Assistant Dean and Associate ProfessorDepartment of Religious Studies
208 Monroe Hall
B.A., Reed College
M.A., University of Chicago
Ph.D., Brown University
As the dean for the Echols and Humphreys Associations for over eleven years, I have enjoyed working with College students to meet their academic advising needs. U.Va. students come from a wonderfully diverse set of backgrounds, but all are bright, inquisitive, and responsible. My main advice to students is to take time to find out what you love, pursue it relentlessly, and success will follow. Liberal arts education is not training for a particular career path, but is an education for life. The skills that you will learn here to reason critically, think creatively, communicate clearly, research deeply, and work collaboratively will serve you in whatever endeavors you will pursue.

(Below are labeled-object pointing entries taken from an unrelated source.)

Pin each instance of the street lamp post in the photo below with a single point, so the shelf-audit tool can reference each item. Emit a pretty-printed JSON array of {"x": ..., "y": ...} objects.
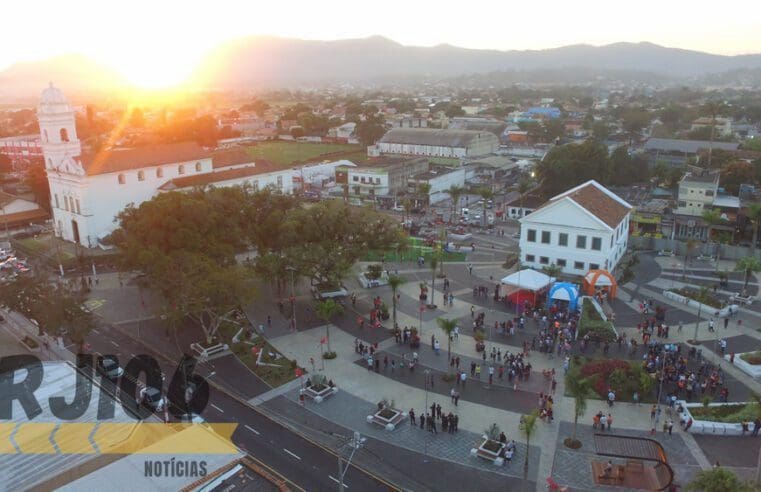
[{"x": 293, "y": 297}]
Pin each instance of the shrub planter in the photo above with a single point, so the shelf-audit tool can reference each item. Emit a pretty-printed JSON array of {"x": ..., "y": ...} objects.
[
  {"x": 489, "y": 450},
  {"x": 387, "y": 417},
  {"x": 30, "y": 343},
  {"x": 748, "y": 367},
  {"x": 318, "y": 392},
  {"x": 710, "y": 426}
]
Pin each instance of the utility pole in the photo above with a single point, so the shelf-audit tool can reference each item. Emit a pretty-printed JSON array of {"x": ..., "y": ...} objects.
[{"x": 355, "y": 443}]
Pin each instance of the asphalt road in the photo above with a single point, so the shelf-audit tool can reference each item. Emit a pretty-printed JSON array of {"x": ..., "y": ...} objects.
[{"x": 305, "y": 464}]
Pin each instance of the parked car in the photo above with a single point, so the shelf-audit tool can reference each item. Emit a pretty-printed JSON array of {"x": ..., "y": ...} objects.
[
  {"x": 152, "y": 399},
  {"x": 110, "y": 368}
]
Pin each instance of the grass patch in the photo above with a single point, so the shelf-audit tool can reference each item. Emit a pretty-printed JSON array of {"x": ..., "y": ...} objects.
[
  {"x": 729, "y": 414},
  {"x": 275, "y": 376},
  {"x": 753, "y": 358},
  {"x": 285, "y": 154}
]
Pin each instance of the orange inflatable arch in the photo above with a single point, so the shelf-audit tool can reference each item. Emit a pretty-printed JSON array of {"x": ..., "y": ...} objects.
[{"x": 593, "y": 277}]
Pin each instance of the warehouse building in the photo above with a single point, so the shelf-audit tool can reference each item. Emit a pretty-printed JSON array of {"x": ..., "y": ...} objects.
[{"x": 437, "y": 143}]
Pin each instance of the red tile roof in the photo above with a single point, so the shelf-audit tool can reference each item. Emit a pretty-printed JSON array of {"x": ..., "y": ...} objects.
[
  {"x": 598, "y": 201},
  {"x": 117, "y": 160}
]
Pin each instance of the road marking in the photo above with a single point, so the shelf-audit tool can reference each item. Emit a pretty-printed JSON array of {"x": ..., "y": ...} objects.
[
  {"x": 337, "y": 481},
  {"x": 292, "y": 454}
]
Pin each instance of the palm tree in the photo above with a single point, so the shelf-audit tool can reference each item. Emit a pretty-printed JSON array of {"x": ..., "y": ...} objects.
[
  {"x": 528, "y": 427},
  {"x": 433, "y": 264},
  {"x": 748, "y": 265},
  {"x": 552, "y": 270},
  {"x": 395, "y": 281},
  {"x": 326, "y": 310},
  {"x": 712, "y": 217},
  {"x": 580, "y": 389},
  {"x": 423, "y": 191},
  {"x": 690, "y": 246},
  {"x": 447, "y": 326},
  {"x": 754, "y": 215},
  {"x": 524, "y": 185},
  {"x": 486, "y": 193},
  {"x": 712, "y": 108},
  {"x": 455, "y": 192}
]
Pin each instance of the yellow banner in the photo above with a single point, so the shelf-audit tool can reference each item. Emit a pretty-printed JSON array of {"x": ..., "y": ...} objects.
[{"x": 117, "y": 438}]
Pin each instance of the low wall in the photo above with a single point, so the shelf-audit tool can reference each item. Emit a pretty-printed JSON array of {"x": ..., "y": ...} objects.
[
  {"x": 752, "y": 370},
  {"x": 726, "y": 251},
  {"x": 707, "y": 426}
]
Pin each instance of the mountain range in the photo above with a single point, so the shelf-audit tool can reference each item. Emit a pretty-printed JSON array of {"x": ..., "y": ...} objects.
[{"x": 270, "y": 61}]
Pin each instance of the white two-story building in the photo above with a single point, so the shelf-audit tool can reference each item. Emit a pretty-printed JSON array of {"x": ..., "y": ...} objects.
[
  {"x": 88, "y": 190},
  {"x": 585, "y": 228}
]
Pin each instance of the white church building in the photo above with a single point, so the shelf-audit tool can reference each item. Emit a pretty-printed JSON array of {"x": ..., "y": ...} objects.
[
  {"x": 88, "y": 190},
  {"x": 585, "y": 228}
]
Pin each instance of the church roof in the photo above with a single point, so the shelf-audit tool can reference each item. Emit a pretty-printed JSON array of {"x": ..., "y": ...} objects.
[
  {"x": 117, "y": 160},
  {"x": 217, "y": 177}
]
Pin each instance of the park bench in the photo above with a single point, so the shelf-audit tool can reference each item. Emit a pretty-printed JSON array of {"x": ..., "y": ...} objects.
[{"x": 206, "y": 352}]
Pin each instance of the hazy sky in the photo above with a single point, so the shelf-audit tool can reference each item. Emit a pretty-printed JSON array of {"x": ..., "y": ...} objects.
[{"x": 162, "y": 39}]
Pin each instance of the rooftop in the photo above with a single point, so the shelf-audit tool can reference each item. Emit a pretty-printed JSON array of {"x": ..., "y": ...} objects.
[
  {"x": 218, "y": 177},
  {"x": 686, "y": 146},
  {"x": 599, "y": 201},
  {"x": 432, "y": 136},
  {"x": 118, "y": 160}
]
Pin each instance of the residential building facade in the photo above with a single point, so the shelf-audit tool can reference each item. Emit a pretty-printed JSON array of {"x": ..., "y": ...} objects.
[{"x": 585, "y": 228}]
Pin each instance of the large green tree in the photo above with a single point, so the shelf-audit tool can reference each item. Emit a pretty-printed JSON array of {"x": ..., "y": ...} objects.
[{"x": 566, "y": 166}]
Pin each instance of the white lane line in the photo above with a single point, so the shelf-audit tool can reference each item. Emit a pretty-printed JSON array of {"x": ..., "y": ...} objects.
[
  {"x": 337, "y": 481},
  {"x": 292, "y": 454}
]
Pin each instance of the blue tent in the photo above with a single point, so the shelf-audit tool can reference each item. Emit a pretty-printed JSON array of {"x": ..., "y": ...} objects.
[{"x": 565, "y": 291}]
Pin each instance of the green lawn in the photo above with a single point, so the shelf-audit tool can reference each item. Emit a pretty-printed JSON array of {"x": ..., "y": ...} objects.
[{"x": 287, "y": 153}]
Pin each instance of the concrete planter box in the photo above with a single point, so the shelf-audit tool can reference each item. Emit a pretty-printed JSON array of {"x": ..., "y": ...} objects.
[
  {"x": 318, "y": 393},
  {"x": 367, "y": 283},
  {"x": 489, "y": 450},
  {"x": 752, "y": 370},
  {"x": 708, "y": 426},
  {"x": 388, "y": 418}
]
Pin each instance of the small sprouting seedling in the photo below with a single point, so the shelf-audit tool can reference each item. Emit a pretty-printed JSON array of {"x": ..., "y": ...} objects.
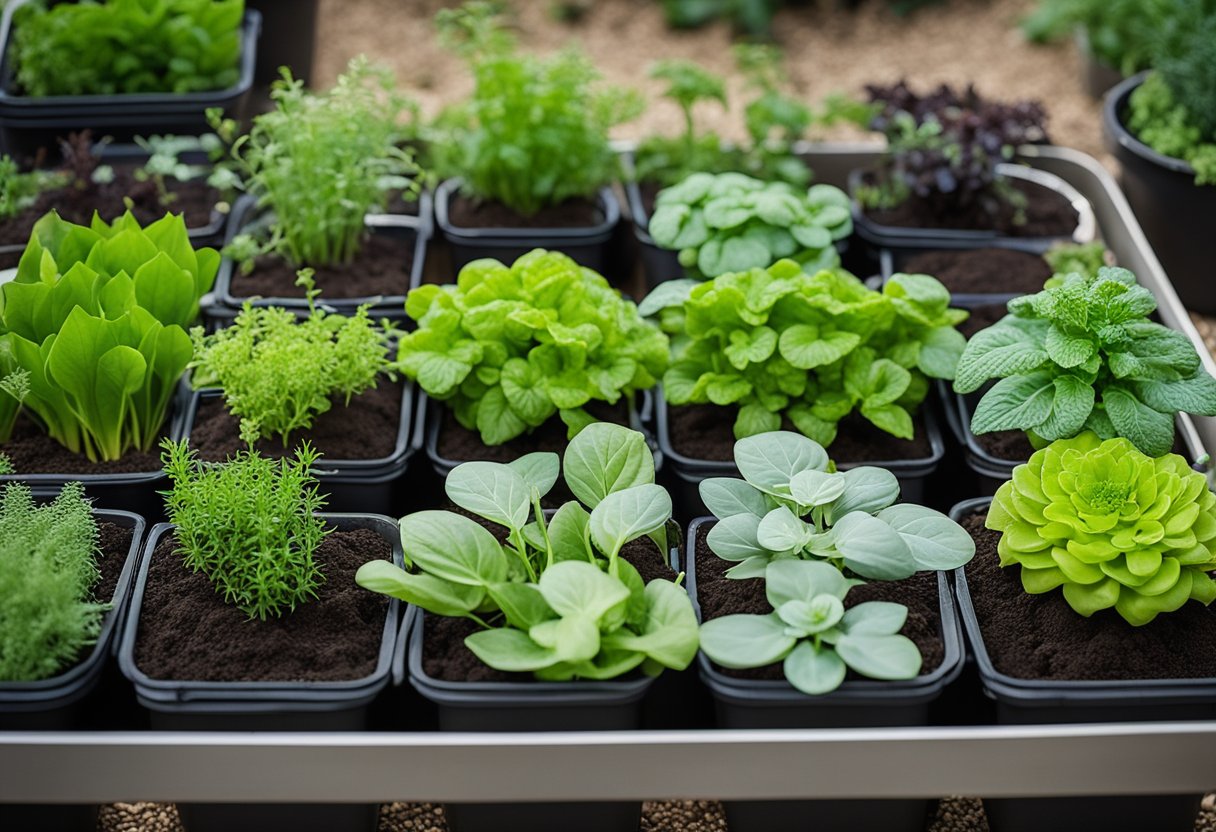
[{"x": 249, "y": 524}]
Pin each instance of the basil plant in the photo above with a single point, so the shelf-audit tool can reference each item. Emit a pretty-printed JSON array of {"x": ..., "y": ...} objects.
[
  {"x": 811, "y": 533},
  {"x": 555, "y": 597}
]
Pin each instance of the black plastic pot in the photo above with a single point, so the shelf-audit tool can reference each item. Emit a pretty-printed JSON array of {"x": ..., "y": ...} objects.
[
  {"x": 60, "y": 703},
  {"x": 28, "y": 123},
  {"x": 1037, "y": 702},
  {"x": 743, "y": 703},
  {"x": 246, "y": 219},
  {"x": 208, "y": 706},
  {"x": 687, "y": 472},
  {"x": 587, "y": 246},
  {"x": 911, "y": 239},
  {"x": 352, "y": 485},
  {"x": 1175, "y": 213}
]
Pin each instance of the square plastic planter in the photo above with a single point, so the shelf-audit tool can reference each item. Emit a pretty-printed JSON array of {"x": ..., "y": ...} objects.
[
  {"x": 1036, "y": 702},
  {"x": 28, "y": 123},
  {"x": 264, "y": 706},
  {"x": 587, "y": 246},
  {"x": 61, "y": 702},
  {"x": 743, "y": 703}
]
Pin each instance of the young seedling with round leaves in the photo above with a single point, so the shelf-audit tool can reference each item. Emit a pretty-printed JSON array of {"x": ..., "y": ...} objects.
[
  {"x": 249, "y": 524},
  {"x": 1113, "y": 527},
  {"x": 555, "y": 599},
  {"x": 732, "y": 223},
  {"x": 781, "y": 343},
  {"x": 1082, "y": 355},
  {"x": 511, "y": 347}
]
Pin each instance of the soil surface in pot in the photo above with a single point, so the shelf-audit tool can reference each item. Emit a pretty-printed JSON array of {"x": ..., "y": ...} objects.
[
  {"x": 1047, "y": 214},
  {"x": 720, "y": 596},
  {"x": 189, "y": 633},
  {"x": 467, "y": 213},
  {"x": 1040, "y": 636},
  {"x": 444, "y": 655},
  {"x": 381, "y": 268},
  {"x": 364, "y": 429},
  {"x": 707, "y": 432},
  {"x": 983, "y": 270},
  {"x": 195, "y": 200},
  {"x": 33, "y": 451}
]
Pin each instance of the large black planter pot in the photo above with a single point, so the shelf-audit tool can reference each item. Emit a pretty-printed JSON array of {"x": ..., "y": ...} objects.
[
  {"x": 209, "y": 706},
  {"x": 743, "y": 703},
  {"x": 1175, "y": 213},
  {"x": 62, "y": 702},
  {"x": 28, "y": 123},
  {"x": 493, "y": 707},
  {"x": 587, "y": 246},
  {"x": 1037, "y": 702}
]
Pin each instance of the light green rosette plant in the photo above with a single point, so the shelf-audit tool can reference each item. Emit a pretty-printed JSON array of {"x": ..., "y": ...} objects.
[{"x": 1110, "y": 526}]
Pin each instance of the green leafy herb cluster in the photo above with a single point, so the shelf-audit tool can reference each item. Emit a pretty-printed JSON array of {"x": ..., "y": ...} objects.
[
  {"x": 556, "y": 599},
  {"x": 805, "y": 528},
  {"x": 534, "y": 133},
  {"x": 510, "y": 347},
  {"x": 48, "y": 568},
  {"x": 249, "y": 524},
  {"x": 781, "y": 343},
  {"x": 279, "y": 372},
  {"x": 120, "y": 46},
  {"x": 733, "y": 223},
  {"x": 320, "y": 162},
  {"x": 95, "y": 327},
  {"x": 1084, "y": 355},
  {"x": 1113, "y": 527}
]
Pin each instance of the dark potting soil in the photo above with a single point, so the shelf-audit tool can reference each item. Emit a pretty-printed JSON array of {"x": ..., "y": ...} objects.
[
  {"x": 1040, "y": 636},
  {"x": 983, "y": 270},
  {"x": 444, "y": 655},
  {"x": 720, "y": 596},
  {"x": 467, "y": 213},
  {"x": 1047, "y": 213},
  {"x": 382, "y": 268},
  {"x": 189, "y": 633},
  {"x": 195, "y": 200},
  {"x": 705, "y": 432},
  {"x": 32, "y": 451},
  {"x": 364, "y": 429}
]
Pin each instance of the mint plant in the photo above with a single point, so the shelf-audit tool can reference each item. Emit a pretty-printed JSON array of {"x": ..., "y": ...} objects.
[
  {"x": 122, "y": 46},
  {"x": 249, "y": 524},
  {"x": 511, "y": 347},
  {"x": 320, "y": 161},
  {"x": 781, "y": 343},
  {"x": 1110, "y": 526},
  {"x": 556, "y": 599},
  {"x": 94, "y": 322},
  {"x": 1084, "y": 355},
  {"x": 48, "y": 568},
  {"x": 733, "y": 223},
  {"x": 279, "y": 374}
]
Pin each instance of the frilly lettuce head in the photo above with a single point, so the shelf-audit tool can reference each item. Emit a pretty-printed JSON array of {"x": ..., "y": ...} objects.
[
  {"x": 508, "y": 347},
  {"x": 1113, "y": 527}
]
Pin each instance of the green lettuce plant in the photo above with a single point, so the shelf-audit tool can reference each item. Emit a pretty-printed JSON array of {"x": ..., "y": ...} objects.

As a professor of Religious Studies, both here and elsewhere for nearly twenty-five years, I love to teach, and I have taught a range of courses in modern religious thought, social ethics, and comparative philosophy of religion. My current teaching and research interests have two foci, the American legacy of philosophy and religious thought and the African-American tradition of social criticism. The former focus is addressed in my course, RELC 3222: From Jefferson to King, which explores the connections among diverse thinkers including Edwards, Jefferson, Emerson, James, Addams, Niebuhr, Baldwin, and King. The latter focus is addressed in AAS/RELG 3200: Martin, Malcolm, and America, which examines the legacy of religiously informed social protest from the early abolitionists to the Civil Rights Movement. In addition, I’m currently teaching in the Forums curriculum, along with my colleague Erin Eaker, on the topic Visions of the Good.
I have been happily married for over twenty-five years to my wife, Leslie, a clinical social worker. We have two children, a son who is a college graduate and a daughter in college. I enjoy running, exploring the outdoors, listening to jazz, and traveling.